Replace Method with Method Object
This refactoring builds upon the concept of encapsulation by introducing externalized methods into the new object's class. The object paradigm calls for data and associated processing to be grouped into coherent, autonomous entities. Both solutions are relevant. You can decide whether you prefer to separate or group together data and processing. The same choice can be found in the debate over Active Record versus DAO.Automatic refactoring
There are obviously regression risks involved with manual refactoring. Fortunately, IDEs are quite advanced in this area. Traditional refactoring, such as renaming, moving, and introducing variables, has existed for a long time. More recently, more advanced refactoring has become available. IntellijIDEA offers Replace Method with Method Object refactoring (under the name Extract Method Object).

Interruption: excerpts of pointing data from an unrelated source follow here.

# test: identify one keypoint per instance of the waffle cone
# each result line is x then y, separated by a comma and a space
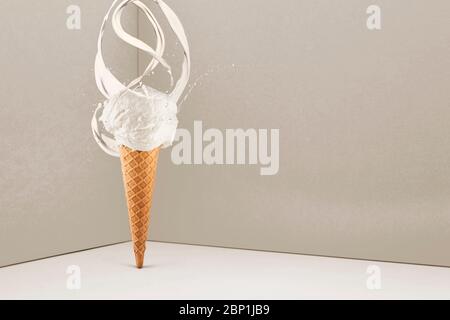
139, 173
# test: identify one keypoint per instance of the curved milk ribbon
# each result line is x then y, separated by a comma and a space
112, 88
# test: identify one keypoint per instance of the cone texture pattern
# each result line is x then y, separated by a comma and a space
139, 173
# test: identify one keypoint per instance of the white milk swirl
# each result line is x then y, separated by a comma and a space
136, 115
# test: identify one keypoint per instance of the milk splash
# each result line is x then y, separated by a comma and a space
138, 116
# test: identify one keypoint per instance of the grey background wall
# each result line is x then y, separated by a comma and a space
57, 187
363, 118
364, 129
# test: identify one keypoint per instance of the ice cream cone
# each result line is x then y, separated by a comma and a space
139, 173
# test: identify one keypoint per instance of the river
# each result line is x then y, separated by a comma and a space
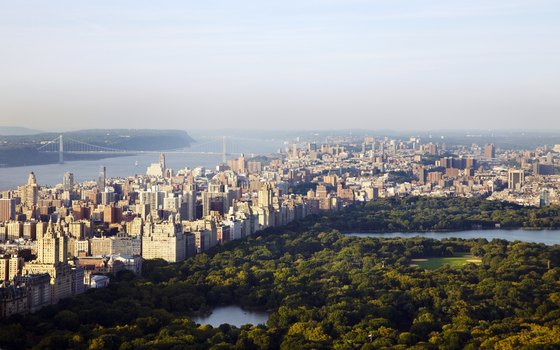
85, 170
233, 315
548, 237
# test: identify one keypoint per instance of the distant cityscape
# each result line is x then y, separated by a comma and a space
57, 242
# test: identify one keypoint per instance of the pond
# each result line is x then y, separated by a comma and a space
548, 237
233, 315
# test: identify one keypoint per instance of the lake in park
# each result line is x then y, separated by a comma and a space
548, 237
233, 315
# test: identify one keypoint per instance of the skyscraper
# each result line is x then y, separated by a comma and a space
102, 178
7, 209
68, 181
516, 179
489, 151
29, 193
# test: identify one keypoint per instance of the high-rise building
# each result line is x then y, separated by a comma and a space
10, 267
68, 181
29, 193
164, 240
489, 151
162, 162
102, 178
516, 179
7, 209
52, 256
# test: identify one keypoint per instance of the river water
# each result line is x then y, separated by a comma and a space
233, 315
548, 237
85, 170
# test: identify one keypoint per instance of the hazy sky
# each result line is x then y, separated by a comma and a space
399, 64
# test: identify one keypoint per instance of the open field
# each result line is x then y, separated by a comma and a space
436, 262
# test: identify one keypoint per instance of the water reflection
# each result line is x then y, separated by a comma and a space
233, 315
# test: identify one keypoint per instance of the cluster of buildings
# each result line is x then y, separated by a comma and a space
58, 241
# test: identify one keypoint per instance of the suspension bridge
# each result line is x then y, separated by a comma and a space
224, 146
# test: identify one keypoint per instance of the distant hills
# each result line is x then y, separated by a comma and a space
21, 149
17, 131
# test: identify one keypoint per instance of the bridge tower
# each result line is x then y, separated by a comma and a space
224, 150
60, 150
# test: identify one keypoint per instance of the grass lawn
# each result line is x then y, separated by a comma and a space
436, 262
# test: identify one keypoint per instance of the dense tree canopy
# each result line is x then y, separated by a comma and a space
324, 290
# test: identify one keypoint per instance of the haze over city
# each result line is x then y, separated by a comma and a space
286, 65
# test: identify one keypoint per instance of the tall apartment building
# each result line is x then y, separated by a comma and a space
489, 151
52, 256
164, 240
7, 209
516, 179
29, 193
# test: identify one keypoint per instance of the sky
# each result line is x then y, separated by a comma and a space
305, 64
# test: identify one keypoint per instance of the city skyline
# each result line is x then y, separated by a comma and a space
310, 65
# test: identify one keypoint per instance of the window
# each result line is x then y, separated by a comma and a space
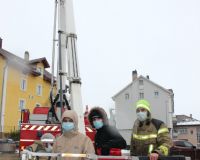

Simply select the block of instructions to externalize to do an Extract Method. If IntellijIDEA detects that this refactoring is not possible, it prompts for Replace Method with Method Object refactoring:
This refactoring can be configured via the GUI:
IntellijIDEA is currently the only IDE to support this type of refactoring. The others only have Extract Method (Eclipse or Netbeans for Java, Visual Studio ReSharper or Refactor! Pro plugins for C#).
The advantages of automatic refactoring are obviously its speed and the lack of regression-related risk (thus the importance of choosing the right development tools for optimizing productivity). Here, the developer's only job is to identify blocks of instructions to externalize and then naming them. We can then review the most complex methods in a project and simplify them one by one (if possible, documenting them and associating unit tests to them).
Conclusion
As always, it is best to avoid upstream problems, especially when it comes to having to make corrections. Developers should be careful to write only unitary methods. Knowing how to split up a method comes with experience, and extracting methods then becomes natural. But don't overlook the increased productivity that is available with modern IDEs, particularly in their refactoring functions.